Dabiet believes the team has done a good job of focusing on sustainable yield. He said: “In those early years, we were able to harvest a number of attractive yields from companies that still had the ability to grow either organically or through acquisitions.

“What happened over time is their yields actually fell, but not because the company cut their dividend, it was just the appreciation of their stock prices.

“We’re a dividend fund, and we really believe in the power of dividends and income, but you'll see we have a much more balanced approach to how we derive that income. We never stretch for yield. We prefer companies today that have much more sustainable payout ratios, and have the ability to take cash flow and invest in their businesses to make sure they can sustain themselves in the long run.”

Dabiet and the team have proved adept at being able to identify well-run businesses that get stronger during the tough times and can still take advantage of the good times by growing organically and/or through acquisitions.

The fund is positioned in an area Dabiet thinks has been almost forgotten about over the past six to eight months of extremes – the middle market. It’s a natural sweet spot for the fund made up of companies that fit the criteria described. They don’t take the headlines or live and die by the economic cycle, yet they can still drive good growth and opportunistically acquire over time.

That approach, and the speed with which the market works, means that the core of the companies in the fund have not changed much since the end of 2019. As the economy settles back into a more normal rate of expansion after the dark days of lockdown, Dabiet believes this will favour most of the fund’s core positions.

Dabiet highlighted waste collection firm Waste Connections, which operates in both Canada and the U.S., as a holding that epitomises the fund’s ethos. It was hit by COVID-19 and forced to scale back its operation and deal with supply disruption. Yet, its outlook is encouraging.

Dabiet explained: “As things return to a more normalized growth rate, they will see a pickup in the volumes of what they collect, which will be a benefit, and throughout this whole period the pricing environment stayed fairly stable for them. We’re seeing demand that can drive some nice pricing increases for them.

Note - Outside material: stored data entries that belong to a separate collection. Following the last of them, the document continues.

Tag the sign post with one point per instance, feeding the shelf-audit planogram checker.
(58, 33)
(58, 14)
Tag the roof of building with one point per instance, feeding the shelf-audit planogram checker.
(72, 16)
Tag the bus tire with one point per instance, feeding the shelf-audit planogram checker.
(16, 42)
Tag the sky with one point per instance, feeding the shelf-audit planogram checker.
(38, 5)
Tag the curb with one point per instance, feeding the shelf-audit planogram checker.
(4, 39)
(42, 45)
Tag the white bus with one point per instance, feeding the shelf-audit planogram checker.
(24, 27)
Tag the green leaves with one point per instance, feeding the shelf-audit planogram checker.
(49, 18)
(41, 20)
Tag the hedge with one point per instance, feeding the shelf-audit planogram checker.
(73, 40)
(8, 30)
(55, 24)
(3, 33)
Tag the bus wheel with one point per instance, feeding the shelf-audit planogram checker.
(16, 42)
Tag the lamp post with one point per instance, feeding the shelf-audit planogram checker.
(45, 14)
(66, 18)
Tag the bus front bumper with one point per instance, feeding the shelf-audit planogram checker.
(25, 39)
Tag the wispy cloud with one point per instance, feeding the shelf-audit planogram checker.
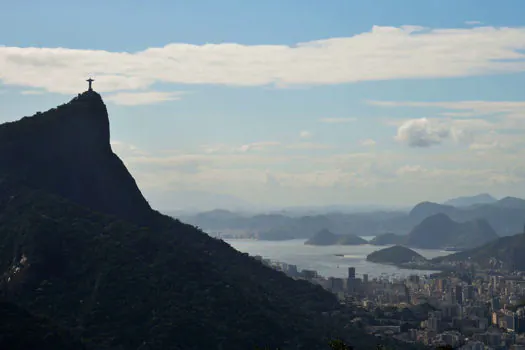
(258, 146)
(32, 92)
(337, 120)
(383, 53)
(143, 98)
(473, 107)
(305, 134)
(308, 146)
(368, 143)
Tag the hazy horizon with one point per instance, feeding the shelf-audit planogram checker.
(346, 103)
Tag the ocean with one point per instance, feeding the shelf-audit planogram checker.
(324, 260)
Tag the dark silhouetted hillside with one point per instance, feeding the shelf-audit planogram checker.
(66, 150)
(439, 231)
(20, 330)
(80, 245)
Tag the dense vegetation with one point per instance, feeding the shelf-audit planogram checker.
(20, 330)
(150, 282)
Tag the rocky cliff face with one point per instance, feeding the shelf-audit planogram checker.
(66, 150)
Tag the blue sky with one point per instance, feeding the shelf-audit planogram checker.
(277, 103)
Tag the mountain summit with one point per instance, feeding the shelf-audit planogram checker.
(66, 151)
(80, 246)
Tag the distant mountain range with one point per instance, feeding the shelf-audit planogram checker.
(483, 198)
(506, 216)
(80, 247)
(505, 252)
(325, 237)
(502, 253)
(439, 231)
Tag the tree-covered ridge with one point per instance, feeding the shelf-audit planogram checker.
(116, 284)
(20, 330)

“It’s a very predictable, stable, well-run company and has some benefits from the economy accelerating. You’re not having to make a wild bet on how strong the economy is going to be in the next 12-24 months to understand they’re going to benefit nicely. The stock’s been in neutral for eight to 10 months, so that’s the perfect example of the type of company that would make up the core of our portfolio.”

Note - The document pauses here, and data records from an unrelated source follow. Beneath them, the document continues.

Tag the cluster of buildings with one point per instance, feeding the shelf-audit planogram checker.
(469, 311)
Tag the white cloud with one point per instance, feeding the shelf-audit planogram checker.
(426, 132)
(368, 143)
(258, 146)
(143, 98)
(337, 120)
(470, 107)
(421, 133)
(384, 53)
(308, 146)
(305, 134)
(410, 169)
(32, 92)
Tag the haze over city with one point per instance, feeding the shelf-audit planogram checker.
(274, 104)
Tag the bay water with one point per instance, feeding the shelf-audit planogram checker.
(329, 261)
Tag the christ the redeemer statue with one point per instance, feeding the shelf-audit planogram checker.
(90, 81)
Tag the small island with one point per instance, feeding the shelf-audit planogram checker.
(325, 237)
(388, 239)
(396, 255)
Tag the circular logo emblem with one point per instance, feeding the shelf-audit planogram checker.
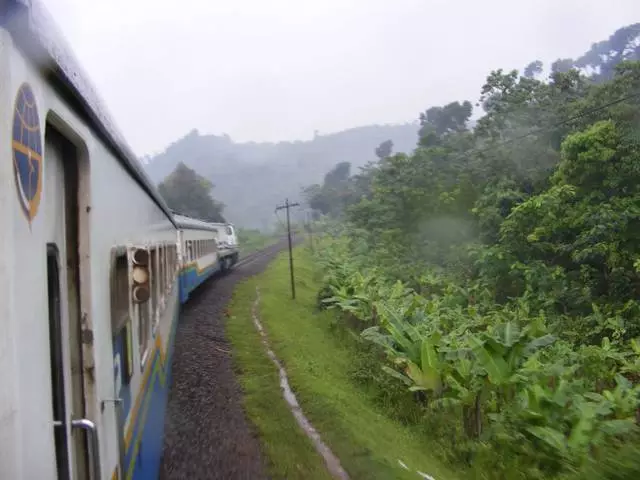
(27, 151)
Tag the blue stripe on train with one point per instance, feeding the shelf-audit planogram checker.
(144, 453)
(190, 278)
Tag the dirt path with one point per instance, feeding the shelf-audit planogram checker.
(207, 435)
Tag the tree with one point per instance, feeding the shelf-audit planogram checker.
(384, 149)
(188, 193)
(437, 122)
(533, 69)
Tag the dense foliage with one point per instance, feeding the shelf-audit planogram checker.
(188, 193)
(498, 269)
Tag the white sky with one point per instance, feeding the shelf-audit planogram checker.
(279, 69)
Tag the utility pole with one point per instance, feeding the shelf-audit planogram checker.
(287, 206)
(309, 215)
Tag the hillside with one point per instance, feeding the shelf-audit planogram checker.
(251, 178)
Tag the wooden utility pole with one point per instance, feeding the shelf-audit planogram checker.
(287, 206)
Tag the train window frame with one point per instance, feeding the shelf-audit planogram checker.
(144, 313)
(119, 258)
(124, 325)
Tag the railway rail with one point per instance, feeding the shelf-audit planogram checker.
(207, 435)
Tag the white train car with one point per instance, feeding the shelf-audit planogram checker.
(227, 244)
(198, 247)
(88, 273)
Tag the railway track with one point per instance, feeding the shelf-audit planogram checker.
(206, 433)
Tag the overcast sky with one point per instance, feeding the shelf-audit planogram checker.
(279, 69)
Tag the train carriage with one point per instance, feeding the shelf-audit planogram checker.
(89, 274)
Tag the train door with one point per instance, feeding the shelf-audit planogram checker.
(74, 436)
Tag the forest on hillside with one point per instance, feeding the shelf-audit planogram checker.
(494, 272)
(251, 178)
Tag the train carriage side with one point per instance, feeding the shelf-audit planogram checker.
(199, 252)
(88, 277)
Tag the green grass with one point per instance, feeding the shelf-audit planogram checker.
(318, 362)
(253, 240)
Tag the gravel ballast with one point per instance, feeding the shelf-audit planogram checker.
(207, 435)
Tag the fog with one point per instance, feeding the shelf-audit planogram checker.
(282, 69)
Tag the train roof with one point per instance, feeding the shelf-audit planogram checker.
(184, 221)
(36, 34)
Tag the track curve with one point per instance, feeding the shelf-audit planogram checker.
(207, 435)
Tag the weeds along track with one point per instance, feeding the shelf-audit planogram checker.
(207, 435)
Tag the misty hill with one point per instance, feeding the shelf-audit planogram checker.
(251, 178)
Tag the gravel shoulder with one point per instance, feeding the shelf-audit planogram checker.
(207, 435)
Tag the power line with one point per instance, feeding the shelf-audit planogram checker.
(556, 125)
(287, 206)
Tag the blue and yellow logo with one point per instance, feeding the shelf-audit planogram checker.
(27, 151)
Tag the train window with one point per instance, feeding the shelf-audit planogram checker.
(119, 294)
(162, 270)
(154, 303)
(144, 330)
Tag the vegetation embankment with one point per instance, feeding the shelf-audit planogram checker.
(496, 271)
(324, 364)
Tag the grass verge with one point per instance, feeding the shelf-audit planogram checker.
(368, 443)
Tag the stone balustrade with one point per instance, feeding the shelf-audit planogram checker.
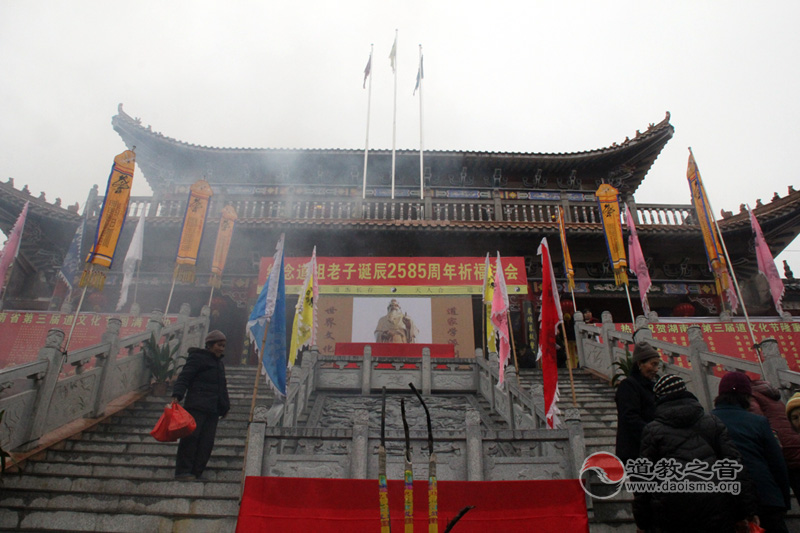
(601, 345)
(60, 387)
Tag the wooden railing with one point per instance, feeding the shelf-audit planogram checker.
(455, 210)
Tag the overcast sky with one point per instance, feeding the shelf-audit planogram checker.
(523, 76)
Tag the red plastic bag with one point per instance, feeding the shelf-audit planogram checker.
(174, 424)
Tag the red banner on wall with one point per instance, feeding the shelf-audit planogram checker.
(23, 333)
(732, 338)
(427, 276)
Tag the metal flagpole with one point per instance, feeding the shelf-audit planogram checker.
(630, 305)
(394, 109)
(756, 345)
(732, 274)
(369, 104)
(421, 164)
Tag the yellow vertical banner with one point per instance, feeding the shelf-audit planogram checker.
(565, 250)
(192, 231)
(224, 236)
(111, 219)
(607, 199)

Within its preferred middle market, diversification remains central to the team’s approach. Dabiet described the process as like having “tentacles out there” to determine whether there are specific areas that are strengthening versus others. As the vaccine program gathers pace, pent-up demand and economic reopening are factors that will come into play.

Dabiet said: “The markets really, in the past few years, have been playing more at the extremes, if you think about both value versus growth. Our strength is in the middle of the market; companies that have durable business models, sustainable recurring revenues, and can withstand economic shocks fairly well.

“We think the market, as we move into the reopening, will come back to these kind of durable businesses that have some upside to the economy doing better but aren't the most levered economically.”


[1] At the end of March, over a 5 year period Manulife Dividend Income Fund has outperformed 95% of funds in its peer group.